Phonetically, with accent : "Y'wo'? Iyen' blu'ee wry'in ths shi' f' noawunn." (for the full effect, imagine this with extra slurring and all the ends of the words given so little emphasis they're almost not there. Also, very, very fast.)

Translation "You what? I ain't bloody writing this shit for no-one."

See my point? First one, it's barely recognisable as English. (mind you, considering the multitude of accents you get just within England, that could be a moot point) Second, everyone understands what I've written, due to the lovely thing that is standardised written English. Most people understand me when my speech devolves that far, depending on speed. (when the mood strikes me, I talk *very* fast) I know for a fact that most Americans and several of my mates wouldn't understand my Geordie relatives when they really get into it.

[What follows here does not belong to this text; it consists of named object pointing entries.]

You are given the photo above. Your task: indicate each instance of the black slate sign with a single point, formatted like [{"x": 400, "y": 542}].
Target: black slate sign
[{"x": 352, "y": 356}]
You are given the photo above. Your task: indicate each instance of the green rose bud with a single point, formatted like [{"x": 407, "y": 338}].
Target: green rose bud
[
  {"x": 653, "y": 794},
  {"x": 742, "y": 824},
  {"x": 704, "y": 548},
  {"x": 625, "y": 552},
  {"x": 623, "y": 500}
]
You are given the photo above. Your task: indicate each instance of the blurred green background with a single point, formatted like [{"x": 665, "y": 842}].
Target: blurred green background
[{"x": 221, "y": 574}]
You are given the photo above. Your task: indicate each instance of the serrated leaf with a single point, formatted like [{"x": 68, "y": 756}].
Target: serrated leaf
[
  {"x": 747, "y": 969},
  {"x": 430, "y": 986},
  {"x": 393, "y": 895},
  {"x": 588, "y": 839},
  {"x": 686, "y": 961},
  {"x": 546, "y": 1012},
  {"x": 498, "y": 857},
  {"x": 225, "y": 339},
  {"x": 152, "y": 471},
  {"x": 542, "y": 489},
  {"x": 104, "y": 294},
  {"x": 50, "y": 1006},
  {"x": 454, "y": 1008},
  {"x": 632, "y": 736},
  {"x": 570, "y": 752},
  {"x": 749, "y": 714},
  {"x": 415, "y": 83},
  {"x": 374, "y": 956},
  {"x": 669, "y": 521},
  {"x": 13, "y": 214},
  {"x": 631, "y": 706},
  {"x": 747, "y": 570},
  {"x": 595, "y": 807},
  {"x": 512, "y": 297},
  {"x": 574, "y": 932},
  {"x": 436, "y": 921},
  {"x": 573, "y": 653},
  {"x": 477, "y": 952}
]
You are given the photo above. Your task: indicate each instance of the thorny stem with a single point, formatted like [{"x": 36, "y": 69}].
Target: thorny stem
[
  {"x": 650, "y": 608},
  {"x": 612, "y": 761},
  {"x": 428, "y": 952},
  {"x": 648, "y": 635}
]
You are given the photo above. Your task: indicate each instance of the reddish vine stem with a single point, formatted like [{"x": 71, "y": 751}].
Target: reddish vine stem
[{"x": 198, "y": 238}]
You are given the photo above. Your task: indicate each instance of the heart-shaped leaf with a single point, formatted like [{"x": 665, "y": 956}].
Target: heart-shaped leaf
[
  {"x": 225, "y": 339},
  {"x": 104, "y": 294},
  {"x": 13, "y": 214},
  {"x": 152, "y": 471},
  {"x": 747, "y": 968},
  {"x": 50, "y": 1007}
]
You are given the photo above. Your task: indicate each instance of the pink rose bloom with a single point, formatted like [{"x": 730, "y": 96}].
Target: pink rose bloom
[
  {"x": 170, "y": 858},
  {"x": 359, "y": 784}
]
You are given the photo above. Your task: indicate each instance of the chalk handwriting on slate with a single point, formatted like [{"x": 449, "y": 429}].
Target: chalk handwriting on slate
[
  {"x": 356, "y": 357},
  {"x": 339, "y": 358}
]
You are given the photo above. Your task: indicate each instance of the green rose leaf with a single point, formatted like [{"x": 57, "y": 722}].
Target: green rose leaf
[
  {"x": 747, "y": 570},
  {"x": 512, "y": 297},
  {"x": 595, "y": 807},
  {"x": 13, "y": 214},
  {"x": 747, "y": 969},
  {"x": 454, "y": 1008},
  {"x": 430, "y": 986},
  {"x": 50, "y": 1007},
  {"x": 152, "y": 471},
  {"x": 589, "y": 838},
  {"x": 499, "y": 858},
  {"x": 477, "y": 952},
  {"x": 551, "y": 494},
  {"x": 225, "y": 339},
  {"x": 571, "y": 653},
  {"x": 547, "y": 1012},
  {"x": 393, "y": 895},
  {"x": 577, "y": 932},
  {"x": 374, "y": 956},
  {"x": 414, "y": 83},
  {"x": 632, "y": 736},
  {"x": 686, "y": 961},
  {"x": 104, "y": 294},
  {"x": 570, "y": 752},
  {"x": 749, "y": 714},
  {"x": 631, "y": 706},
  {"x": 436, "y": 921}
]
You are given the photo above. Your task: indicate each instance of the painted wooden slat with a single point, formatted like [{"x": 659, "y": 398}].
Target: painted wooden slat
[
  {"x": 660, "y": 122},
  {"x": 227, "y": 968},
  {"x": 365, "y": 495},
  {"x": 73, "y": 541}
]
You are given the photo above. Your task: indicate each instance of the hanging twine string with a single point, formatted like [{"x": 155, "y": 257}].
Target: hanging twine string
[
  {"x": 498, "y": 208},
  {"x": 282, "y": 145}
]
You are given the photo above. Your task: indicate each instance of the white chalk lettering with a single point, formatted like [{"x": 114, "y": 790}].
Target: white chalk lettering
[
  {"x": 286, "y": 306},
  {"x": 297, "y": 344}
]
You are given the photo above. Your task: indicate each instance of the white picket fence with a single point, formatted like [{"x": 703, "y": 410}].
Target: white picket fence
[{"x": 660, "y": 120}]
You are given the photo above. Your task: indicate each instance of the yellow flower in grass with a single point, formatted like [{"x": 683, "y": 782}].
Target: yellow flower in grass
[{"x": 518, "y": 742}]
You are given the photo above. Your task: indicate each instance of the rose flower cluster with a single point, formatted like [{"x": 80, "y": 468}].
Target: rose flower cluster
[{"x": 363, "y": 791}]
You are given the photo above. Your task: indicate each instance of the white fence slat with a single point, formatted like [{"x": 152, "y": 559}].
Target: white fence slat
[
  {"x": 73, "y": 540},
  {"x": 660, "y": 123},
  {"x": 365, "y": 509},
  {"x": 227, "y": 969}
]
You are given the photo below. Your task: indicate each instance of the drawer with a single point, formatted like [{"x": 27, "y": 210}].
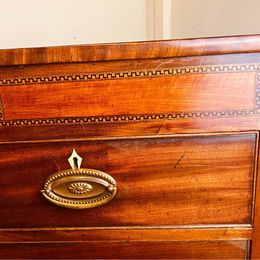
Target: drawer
[
  {"x": 127, "y": 91},
  {"x": 150, "y": 250},
  {"x": 162, "y": 180}
]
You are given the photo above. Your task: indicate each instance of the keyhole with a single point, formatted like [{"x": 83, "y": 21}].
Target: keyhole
[{"x": 75, "y": 161}]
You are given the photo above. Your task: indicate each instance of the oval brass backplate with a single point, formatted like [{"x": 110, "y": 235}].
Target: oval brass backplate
[{"x": 79, "y": 188}]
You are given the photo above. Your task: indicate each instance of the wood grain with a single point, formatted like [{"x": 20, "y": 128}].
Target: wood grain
[
  {"x": 134, "y": 50},
  {"x": 181, "y": 94},
  {"x": 144, "y": 250},
  {"x": 127, "y": 234},
  {"x": 131, "y": 96},
  {"x": 188, "y": 180}
]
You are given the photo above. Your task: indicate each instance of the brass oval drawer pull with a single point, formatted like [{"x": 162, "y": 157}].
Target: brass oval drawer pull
[{"x": 79, "y": 188}]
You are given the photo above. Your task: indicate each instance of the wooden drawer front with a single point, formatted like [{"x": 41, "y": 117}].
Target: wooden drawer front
[
  {"x": 161, "y": 181},
  {"x": 150, "y": 250}
]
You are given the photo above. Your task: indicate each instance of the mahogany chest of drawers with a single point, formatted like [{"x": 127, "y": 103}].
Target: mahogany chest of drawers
[{"x": 162, "y": 140}]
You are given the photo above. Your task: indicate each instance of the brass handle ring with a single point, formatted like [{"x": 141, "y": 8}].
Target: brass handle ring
[{"x": 79, "y": 188}]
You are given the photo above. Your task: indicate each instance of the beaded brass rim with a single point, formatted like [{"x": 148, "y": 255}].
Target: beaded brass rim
[{"x": 79, "y": 188}]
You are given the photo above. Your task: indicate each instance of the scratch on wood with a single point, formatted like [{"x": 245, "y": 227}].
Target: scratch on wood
[{"x": 178, "y": 162}]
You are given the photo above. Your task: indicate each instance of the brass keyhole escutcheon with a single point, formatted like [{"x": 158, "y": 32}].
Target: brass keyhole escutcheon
[{"x": 79, "y": 188}]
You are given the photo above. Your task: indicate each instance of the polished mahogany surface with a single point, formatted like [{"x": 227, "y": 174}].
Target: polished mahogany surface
[{"x": 176, "y": 123}]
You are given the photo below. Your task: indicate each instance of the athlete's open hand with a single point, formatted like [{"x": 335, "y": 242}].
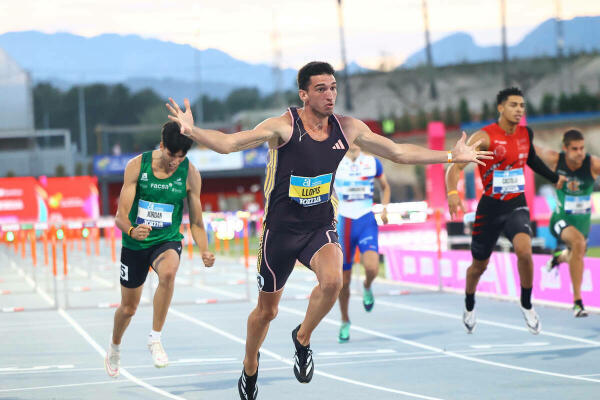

Some is acceptable, especially if it's a recognised and commonly used method of writing. Examples : Y'all. Wot. Eff off. Innit. 'Em. Everyone's quite used to these, they're used regularly in publications. Every other attempt to phonetically reproduce an accent? Don't do it. It really, really gets on the wick of readers, and you know what happens when something gets on the wick of readers? Same thing as unbelievably bad grammar. They attempt to get past the first paragraph without making their brains hurt, fail, and don't read any further. You've lost 'em. They don't rec your work to their friends.

So for your edificiation, remember this statement and let it guide you every time you get tempted to write an accent rather than just putting the dialect and speech patterns in. (look back at the previous example for clues on what I'm saying)

"Sto' fu'in wry'in' li' thaa', aar'ssol'."